Computers can play chess as well as any grandmaster. They can diagnose cancer as well as any oncologist, find oil as well as any seismologist. But can they do that most human of all activities: can they tell a story? Read Cheap Complex Devices and find out.
Cheap Complex Devices is a book comprised of (A) a note by the editor, John Compton Sundman (B) an introduction to the Hofstadter Competition, written by the Committe on Computer-Written Novels of the Society for Analytical Engines, (C) the computer-written novel entitled "Bees, or The Floating-Point Error," and (D) the computer-written novel called "The Bonehead Computer Museum."
Bremser moves to Walli Diallo, a tiny landlocked country in the Sahel, the fringe of the Sahara, where Arab Africa meets Black Africa and desert gives way to savannah. Fifteen years ago, when he was 21, he had worked here doing agricultural development projects for Catholic Relief Services. But after a traumatic incident he had returned to the States, where he became a computer expert specializing in the design of numerical subsystems.
Now Bremser has gone back to Africa. He is working at a research station called Tianga Farm, where he is using both his agricultural and computer experience. It’s an irrigated farm out in the middle of nowhere, a ten-square-mile island of green at the edge of a shallow river that ﬂows through an ocean of sand. The national government operates an experiment station at Tianga and leases parcels of land to peasant cooperatives. There is an earthen dike about ﬁfteen feet high that encircles the farm to protect it from the ﬂoodwaters of the Walli Diallo river, which has its headwaters in the mountain jungles a thousand miles to the south. But now it is dry season, and the dike protects the farm only from nothingness. Bremser is walking along the dike at sunset as the story begins.
Some Peulh nomads walk in from the Sahara bearing the message that Ismaila M’Bodj wants Bremser’s help. Bremser remembers Ismaila well, but had thought he was long dead. Fifteen years ago, in the confusion of an anti-American coup, Ismaila had saved Bremser’s life by offering himself as a hostage in Bremser’s place. The last time Bremser had seen Ismaila he was being marched away at gunpoint. Bremser is overjoyed to learn that his friend still lives.
So Bremser now heads off on what he thinks will be a week-long trek. He ends up walking for nearly three months, north by east, be-ing passed like a token from one group of nomads to another, until the dunes of the Sahara yield to rugged dry mountains.
After weeks of scrambling through ravines and over ridges, the party arrives at the end of deep narrow canyon with walls ﬁve hundred feet high. Atop the east wall there appears to be a castle-like stone building, apparently ancient. In a tiny settlement of mud and thatch huts at the very end of the canyon Bremser ﬁnds his old friend Ismaila and an eccentric American named Ted.
Ted is wild-eyed and unkempt; his hair is long and matted, and he wears a smock of coarse cloth. He eats insects and wild honey. He rants like a crazy person about technology, sin, repentance, and the One who is to Come. He apparently believes that Christ’s return is right around the corner. Bremser learns Ted’s history:
For eight years Ted had worked in the “R” group at the Livermore National Laboratory, where he designed advanced weapons such as hydrogen bombs and x-ray lasers. Despite his intense efforts at the laboratory he had been growing increasingly ambivalent about his work there. Then one day his girlfriend was run over by a train outside the Laboratory in a “Star Wars” protest and something in-side him snapped.

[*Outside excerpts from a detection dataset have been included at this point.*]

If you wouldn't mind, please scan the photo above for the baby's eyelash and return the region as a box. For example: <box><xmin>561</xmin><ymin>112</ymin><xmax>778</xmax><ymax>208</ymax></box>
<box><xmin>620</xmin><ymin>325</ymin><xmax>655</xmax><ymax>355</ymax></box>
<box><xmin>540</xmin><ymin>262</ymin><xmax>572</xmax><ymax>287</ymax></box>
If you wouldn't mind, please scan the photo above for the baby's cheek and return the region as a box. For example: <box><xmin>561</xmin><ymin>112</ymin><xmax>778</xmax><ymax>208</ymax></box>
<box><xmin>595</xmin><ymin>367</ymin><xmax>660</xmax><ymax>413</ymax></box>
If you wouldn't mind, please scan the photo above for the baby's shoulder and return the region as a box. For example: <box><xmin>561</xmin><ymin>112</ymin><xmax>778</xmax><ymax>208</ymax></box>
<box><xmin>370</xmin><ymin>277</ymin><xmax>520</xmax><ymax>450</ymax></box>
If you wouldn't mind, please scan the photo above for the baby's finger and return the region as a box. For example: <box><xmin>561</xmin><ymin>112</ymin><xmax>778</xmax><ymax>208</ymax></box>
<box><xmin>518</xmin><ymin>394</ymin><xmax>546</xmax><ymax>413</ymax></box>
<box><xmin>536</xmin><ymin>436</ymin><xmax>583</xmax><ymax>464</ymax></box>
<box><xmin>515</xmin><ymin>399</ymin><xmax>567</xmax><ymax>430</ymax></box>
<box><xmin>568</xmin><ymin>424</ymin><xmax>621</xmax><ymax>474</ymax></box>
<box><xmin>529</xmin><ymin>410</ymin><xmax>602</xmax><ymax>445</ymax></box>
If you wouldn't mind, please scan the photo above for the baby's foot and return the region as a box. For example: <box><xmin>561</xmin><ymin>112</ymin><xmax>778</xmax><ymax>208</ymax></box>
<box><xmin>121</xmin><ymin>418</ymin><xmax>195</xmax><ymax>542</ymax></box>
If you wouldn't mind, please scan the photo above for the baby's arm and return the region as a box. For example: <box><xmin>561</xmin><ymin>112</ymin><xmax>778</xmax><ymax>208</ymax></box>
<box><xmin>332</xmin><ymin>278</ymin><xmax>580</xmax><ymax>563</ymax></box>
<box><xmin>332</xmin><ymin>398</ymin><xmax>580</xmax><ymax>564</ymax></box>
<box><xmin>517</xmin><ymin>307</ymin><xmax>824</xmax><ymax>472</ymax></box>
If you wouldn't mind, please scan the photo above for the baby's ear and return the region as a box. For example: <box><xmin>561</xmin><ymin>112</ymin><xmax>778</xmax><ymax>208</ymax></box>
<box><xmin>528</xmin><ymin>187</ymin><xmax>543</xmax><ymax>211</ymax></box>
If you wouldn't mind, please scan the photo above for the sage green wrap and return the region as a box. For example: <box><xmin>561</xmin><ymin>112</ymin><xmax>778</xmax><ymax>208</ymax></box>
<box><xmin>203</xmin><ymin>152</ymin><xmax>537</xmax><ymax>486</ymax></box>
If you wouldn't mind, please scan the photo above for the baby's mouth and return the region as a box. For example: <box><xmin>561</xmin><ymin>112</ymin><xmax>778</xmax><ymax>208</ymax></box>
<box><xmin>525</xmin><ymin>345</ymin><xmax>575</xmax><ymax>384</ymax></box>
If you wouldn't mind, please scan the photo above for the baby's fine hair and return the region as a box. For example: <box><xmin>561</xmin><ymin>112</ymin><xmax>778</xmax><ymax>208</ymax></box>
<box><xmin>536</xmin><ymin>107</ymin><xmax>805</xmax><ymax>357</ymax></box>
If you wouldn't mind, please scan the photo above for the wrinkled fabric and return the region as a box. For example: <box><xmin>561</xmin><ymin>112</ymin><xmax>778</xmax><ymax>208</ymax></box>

By chance he met Ismaila, himself traumatized, and together they decided to form New Sanctuary, a utopian place at the far end of the world.
By the time Bremser shows up, Ted and Ismaila have been working at their New Sanctuary for nearly a decade. A small cadre of followers has assembled around them. Some are European, some are African. All they want is for the advanced world to leave them in peace. But The World is encroaching. International Vision, Inc, has just put a geosynchronous television relay satellite into orbit right over New Sanctuary. Night after night, as countless other satellites quickly zoom across the impossibly clear heavens, the orange point of International Vision, Inc., hangs immobile over New Sanctuary, like the star over Bethlehem. (Incidentally the satellite scans for signs of oil directly underneath it.) Ted, the prophet of New Sanctuary, has decided that they must act now. They have the right to look up into the heavens without seeing somebody’s space junk. They want an end to satellites cluttering up their sky at night; they want an end to TV beaming down into the villages of Walli Diallo, where an increasing number of teenagers are watching it on televisions powered by solar generators. Nobody asked New Sanctuary’s per-mission to overﬂy them, and they’re not giving it. They consider the transmission of television messages that promote consumerism to be an act of war. Ted, Ismaila and Company have decided to shoot all the satellites out of the sky.